In 2002, state Rep. Paul Sadler of Henderson was one of the most powerful Democrats in the Texas Legislature when he announced he was not running for re-election.
At the time, he was the chairman of the House Public Education Committee and a force that even the state’s governor had learned to be mindful of when it came to anything involving schools.
Ten years later, Sadler, 57, is the unequivocal underdog in his bid for U.S. Senate against Ted Cruz, a rising national star in the Republican Party.
While the U.S. Constitution does not require senators to have experience in elected office, Sadler has made it clear that Texans should demand nothing less from whomever they elect to replace Sen. Kay Bailey Hutchison, who is retiring.

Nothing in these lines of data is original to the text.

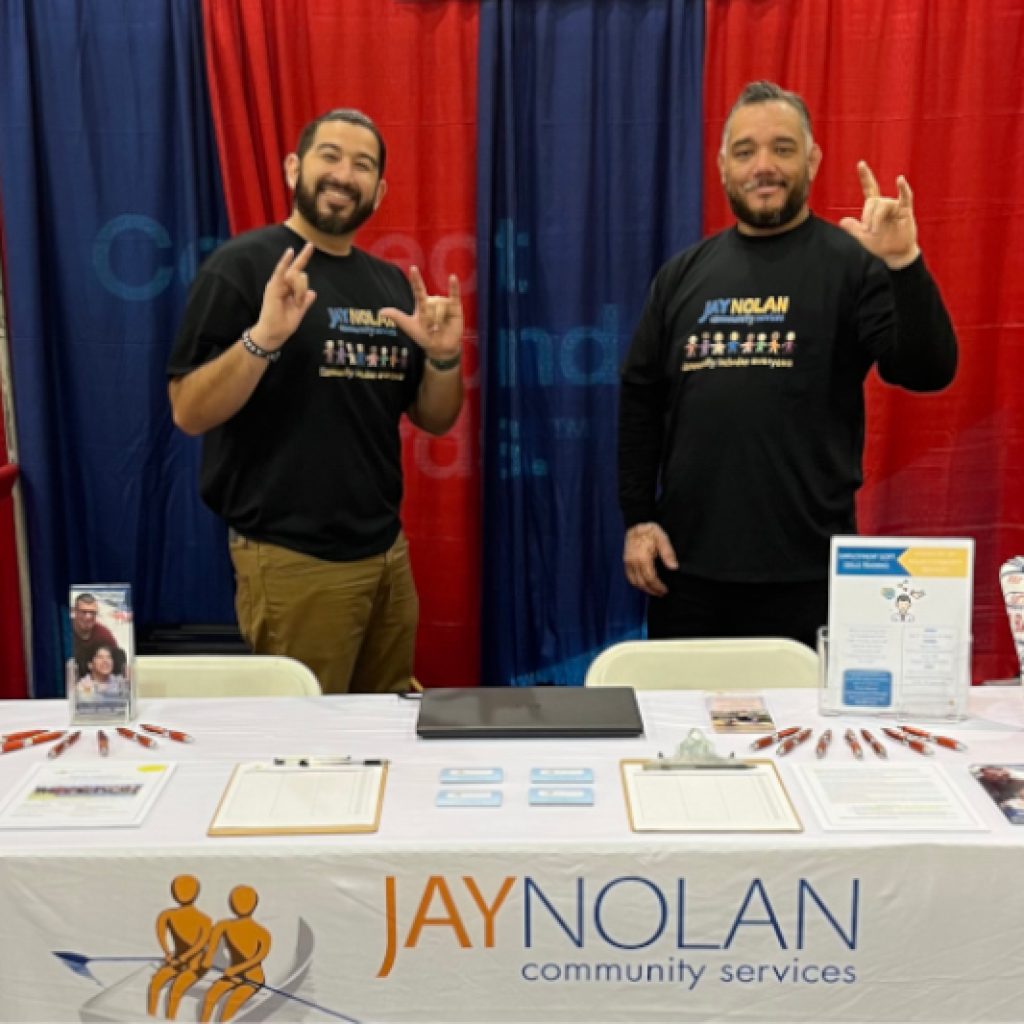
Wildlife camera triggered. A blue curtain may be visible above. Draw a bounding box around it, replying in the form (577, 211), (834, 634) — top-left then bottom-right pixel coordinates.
(478, 0), (705, 685)
(0, 0), (231, 696)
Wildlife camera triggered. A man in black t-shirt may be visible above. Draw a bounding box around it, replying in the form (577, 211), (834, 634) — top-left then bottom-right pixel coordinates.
(168, 109), (464, 693)
(618, 81), (957, 648)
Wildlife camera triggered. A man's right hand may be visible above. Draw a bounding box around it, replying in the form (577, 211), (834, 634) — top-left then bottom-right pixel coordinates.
(623, 522), (678, 597)
(252, 242), (318, 351)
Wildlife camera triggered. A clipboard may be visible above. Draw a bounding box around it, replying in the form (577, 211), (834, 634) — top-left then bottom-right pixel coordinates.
(208, 760), (387, 836)
(620, 759), (802, 833)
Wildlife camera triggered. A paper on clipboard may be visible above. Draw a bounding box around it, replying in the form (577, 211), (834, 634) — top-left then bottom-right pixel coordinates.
(620, 759), (801, 832)
(209, 761), (387, 836)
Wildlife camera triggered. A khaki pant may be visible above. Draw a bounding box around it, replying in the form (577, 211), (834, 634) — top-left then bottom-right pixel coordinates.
(229, 531), (418, 694)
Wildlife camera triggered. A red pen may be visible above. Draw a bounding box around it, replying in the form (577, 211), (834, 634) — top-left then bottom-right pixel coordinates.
(116, 727), (158, 749)
(47, 731), (82, 760)
(97, 729), (110, 756)
(843, 728), (864, 760)
(860, 728), (888, 759)
(1, 730), (65, 754)
(881, 727), (934, 756)
(140, 724), (194, 743)
(815, 729), (832, 758)
(1, 729), (49, 743)
(900, 726), (967, 752)
(750, 727), (801, 751)
(776, 727), (812, 756)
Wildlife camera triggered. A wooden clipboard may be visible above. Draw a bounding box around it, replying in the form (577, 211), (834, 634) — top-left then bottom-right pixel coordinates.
(619, 758), (802, 833)
(208, 760), (387, 836)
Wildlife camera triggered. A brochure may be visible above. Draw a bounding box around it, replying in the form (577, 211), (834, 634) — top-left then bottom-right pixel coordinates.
(970, 764), (1024, 825)
(707, 693), (775, 733)
(68, 583), (136, 726)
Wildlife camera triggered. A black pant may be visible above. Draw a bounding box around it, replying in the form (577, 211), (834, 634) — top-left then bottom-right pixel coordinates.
(646, 575), (828, 650)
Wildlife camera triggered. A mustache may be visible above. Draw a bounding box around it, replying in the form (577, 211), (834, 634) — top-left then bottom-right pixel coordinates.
(743, 176), (786, 192)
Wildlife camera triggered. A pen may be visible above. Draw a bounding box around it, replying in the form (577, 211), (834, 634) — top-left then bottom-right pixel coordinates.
(1, 730), (65, 754)
(116, 727), (158, 749)
(860, 728), (888, 759)
(140, 724), (194, 743)
(750, 727), (801, 751)
(776, 727), (812, 756)
(815, 729), (832, 759)
(273, 755), (352, 767)
(899, 725), (967, 752)
(1, 729), (48, 743)
(47, 730), (82, 759)
(881, 727), (934, 756)
(843, 729), (864, 760)
(97, 730), (110, 756)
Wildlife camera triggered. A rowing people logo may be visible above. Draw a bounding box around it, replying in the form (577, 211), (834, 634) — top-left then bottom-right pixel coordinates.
(53, 874), (359, 1022)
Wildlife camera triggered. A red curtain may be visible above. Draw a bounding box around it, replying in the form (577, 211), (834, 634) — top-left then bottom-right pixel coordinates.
(201, 0), (481, 686)
(704, 0), (1024, 681)
(0, 220), (27, 698)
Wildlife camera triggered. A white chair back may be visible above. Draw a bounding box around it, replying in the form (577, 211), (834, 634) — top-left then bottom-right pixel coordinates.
(585, 637), (819, 690)
(134, 654), (321, 698)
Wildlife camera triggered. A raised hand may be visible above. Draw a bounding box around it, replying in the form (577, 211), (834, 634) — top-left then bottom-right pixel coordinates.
(254, 243), (318, 350)
(839, 161), (921, 270)
(380, 266), (463, 363)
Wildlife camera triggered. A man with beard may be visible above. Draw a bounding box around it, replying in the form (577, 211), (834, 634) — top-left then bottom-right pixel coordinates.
(618, 81), (957, 647)
(168, 109), (463, 693)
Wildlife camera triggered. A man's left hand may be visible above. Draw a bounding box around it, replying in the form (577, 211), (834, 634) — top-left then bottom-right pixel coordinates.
(381, 266), (463, 362)
(839, 160), (921, 270)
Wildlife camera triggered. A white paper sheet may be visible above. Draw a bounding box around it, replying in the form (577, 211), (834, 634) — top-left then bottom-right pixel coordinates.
(0, 761), (174, 828)
(621, 761), (801, 832)
(794, 762), (986, 831)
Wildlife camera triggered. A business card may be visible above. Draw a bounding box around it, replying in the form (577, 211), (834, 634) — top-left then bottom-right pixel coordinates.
(439, 767), (504, 784)
(436, 789), (503, 807)
(528, 786), (594, 806)
(530, 767), (594, 784)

Cruz, a lawyer, has never held elected office. For more than five years, he defended Texas in court as the state’s solicitor general. Before that, he was a domestic policy adviser to President George W. Bush. He has argued before the U.S. Supreme Court nine times. He pulled off a political upset in July by defeating Lt. Gov. David Dewhurst for his party’s Senate nomination. Last month, he was a featured speaker at the Republican National Convention.

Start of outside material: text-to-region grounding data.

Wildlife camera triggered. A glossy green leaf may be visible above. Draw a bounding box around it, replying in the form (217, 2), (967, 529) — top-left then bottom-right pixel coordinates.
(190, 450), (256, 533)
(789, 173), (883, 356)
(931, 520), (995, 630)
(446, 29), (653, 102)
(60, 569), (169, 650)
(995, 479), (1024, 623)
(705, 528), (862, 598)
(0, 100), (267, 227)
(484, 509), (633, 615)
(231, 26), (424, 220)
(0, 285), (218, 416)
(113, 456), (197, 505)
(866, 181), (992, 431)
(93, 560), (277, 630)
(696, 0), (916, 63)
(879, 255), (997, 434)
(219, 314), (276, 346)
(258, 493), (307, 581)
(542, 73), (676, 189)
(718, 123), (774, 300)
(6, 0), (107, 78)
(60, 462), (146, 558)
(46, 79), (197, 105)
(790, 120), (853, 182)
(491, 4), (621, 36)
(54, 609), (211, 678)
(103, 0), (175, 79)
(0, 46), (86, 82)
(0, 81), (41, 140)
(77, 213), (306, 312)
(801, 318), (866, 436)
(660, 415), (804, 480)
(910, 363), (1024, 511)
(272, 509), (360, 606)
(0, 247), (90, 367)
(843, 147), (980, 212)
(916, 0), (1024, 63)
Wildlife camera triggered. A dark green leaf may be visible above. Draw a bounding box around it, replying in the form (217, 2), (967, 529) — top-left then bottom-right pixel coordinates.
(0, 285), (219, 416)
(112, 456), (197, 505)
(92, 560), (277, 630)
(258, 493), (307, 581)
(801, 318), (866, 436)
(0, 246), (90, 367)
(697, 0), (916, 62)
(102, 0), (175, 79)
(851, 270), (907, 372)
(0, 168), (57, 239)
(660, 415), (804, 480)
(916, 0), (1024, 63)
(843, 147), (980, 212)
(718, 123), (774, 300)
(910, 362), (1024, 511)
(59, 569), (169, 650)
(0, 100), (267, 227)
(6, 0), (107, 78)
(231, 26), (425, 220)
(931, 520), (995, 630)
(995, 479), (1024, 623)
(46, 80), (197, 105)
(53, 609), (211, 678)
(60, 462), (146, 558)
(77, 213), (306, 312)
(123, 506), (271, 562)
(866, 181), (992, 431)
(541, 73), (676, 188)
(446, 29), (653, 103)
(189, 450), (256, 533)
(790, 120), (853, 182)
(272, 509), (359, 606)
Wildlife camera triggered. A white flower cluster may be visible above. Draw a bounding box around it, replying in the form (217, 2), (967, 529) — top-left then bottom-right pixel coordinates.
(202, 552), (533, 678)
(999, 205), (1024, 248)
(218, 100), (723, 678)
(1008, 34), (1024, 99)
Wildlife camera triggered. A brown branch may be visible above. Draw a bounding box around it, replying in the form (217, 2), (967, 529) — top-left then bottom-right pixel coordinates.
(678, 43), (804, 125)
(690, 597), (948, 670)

Sadler, who fully expects Cruz and his supporters to outspend him, contends that Cruz’s views are too extreme for Texas. He said Texans usually laugh when he tells them that Cruz wants to eliminate several federal agencies including the Department of Education and the IRS.
“If we in Texas are laughing at the Republican nominee for United States Senate, what do you think the rest of the country is doing?” Sadler said. “We’ve had enough of politicians standing up on the national stage and everybody else laughing at us.”
Texas Democrats have not won a statewide race since 1994. Sadler is hoping to break the streak, though many pundits have written off Cruz’s victory in November as a foregone conclusion.